Le balle di fieno arrotolate aspettano al sole in attesa di essere trasportate per dimorare fino a quando non verranno srotolate a nutrire il bestiame per necessità, il grano occupa grandi spazi di campi. Ed è da qui che inizia un viaggio breve ma intenso fatto di luoghi nascosti alla vista, spesso oscurati dalla vegetazione infestante, ma incastonati nella narrazione scenografica strepitosa.

Siamo nel territorio del paese di Roccamena, mille abitanti all’incirca circondato da pascoli e campi coltivati dove la coltura più importante, oltre al grano, è quella del melone giallo. Un piccolissimo insediamento urbano - voluto da Giuseppe Beccadelli, marchese della Sambuca e principe di Camporeale nel XIX - ad appena pochi minuti dove appaiono dal nulla, immersi nella vegetazione della campagna due costruzioni che mai ti aspetteresti.

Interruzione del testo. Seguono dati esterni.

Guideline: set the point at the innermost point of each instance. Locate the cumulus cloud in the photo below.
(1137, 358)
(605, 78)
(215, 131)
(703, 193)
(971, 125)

Superato il bivio che lo indica dopo qualche minuto si arriva ad un sentiero appena visibile sulla sinistra che scende per pochi metri e qui appare lui addormentato quanto imponente: è il magnifico Ponte saraceno di Calatrasi detto anche “ponte del diavolo” edificato nel 1162 ad unica campata a schiena d’asino che collega le due sponde di uno dei due rami del Fiume Belice.

Qui a primavera l’acqua è scrosciante e d’estate comunque presente, la vegetazione è di canne e oleandri rosa fucsia, da sotto si può restare sovrastati dall’ombra dell’arco sotto il cielo che sembra protraesi alle nuvole che passano sulla testa. La suggestione è assicurata.

Più in basso a pochi metri si entra nel vecchio mulino del quale rimangono le mura perimetrali possenti e il disegno dei ruderi di camere e magazzini, resti dei forni ma anche della macina e degli ingranaggi che venivano mossi dalla caduta delle acque del fiume convogliate da un piccolo acquedotto sovrastante.

Ovviamente leggende non ne mancano a partire da quella che il ponte, eretto in una sola notte, fosse stato in realtà opera dei “fati” degli spiriti detti anche diavoli, oppure del prezioso “granchio d’oro” che appariva ai viandanti e mai li faceva prendere.

Più avanti sulla rocca calcarea sovrastante, detta “monte Maranfusa”, rimangono i pochi resti dell’antica fortezza medievale eretta durante la dominazione araba del castello di Calatrasi, citato dal geografo Idrisi – autore del famoso atlante Libro di Ruggero del primo secolo dopo l’anno mille - che lo descrive come «castello appariscente e fortilizio primitivo e valido da farvi affidamento...», qui si raccontano anche le gesta di cavalieri ribelli e di monaci rivoltosi che si opposero al regime dell’Arcivescovo delle diocesi di Monreale.

Tutta l’area circostante e una miniera archeologica scavata nei decenni scorsi i cui reperti sono contenuti nel piccolo antiquarium del paese visitabile su richiesta.

Da questa altura il panorama è mozzafiato, un paesaggio di quadrati piccoli e grandi che si dividono tra colori e coltivazioni, in lontananza a 360° si manifesta una parte dell’entroterra agricolo del Belice e i suoi paesi, lo sguardo si ferma e si incanta.

Il riverbero del lago artificiale Garcia realizzato negli anni ottanta sul ramo sinistro del fiume Belice, oggi è popolato da specie migratorie che svernano a questa latitudine, la diga intitolata alla memoria del giornalista Mario Francese che ci ricorda sempre quello che non si deve dimenticare.

Il lago popolato da diverse specie di pesci ricade nel territorio di Contessa Entellina e insieme alla grotta nella Rocca di Entella sono diventati riserva naturale integrale gestita dal CAI Sicilia.Tra la Valle dello Jato e quella del Belice altri tesori possono raccontare le testimonianze di una storia millenaria, di cultura e civiltà contadina e cavalleresca che rappresenta un piccolo viaggio immersi nel paesaggio della strada e della memoria, dove è possibile anche dormire e mangiare bene trovando aziende agricole e agriturismi che rappresentano degnamente l’ospitalità e la tavola del territorio.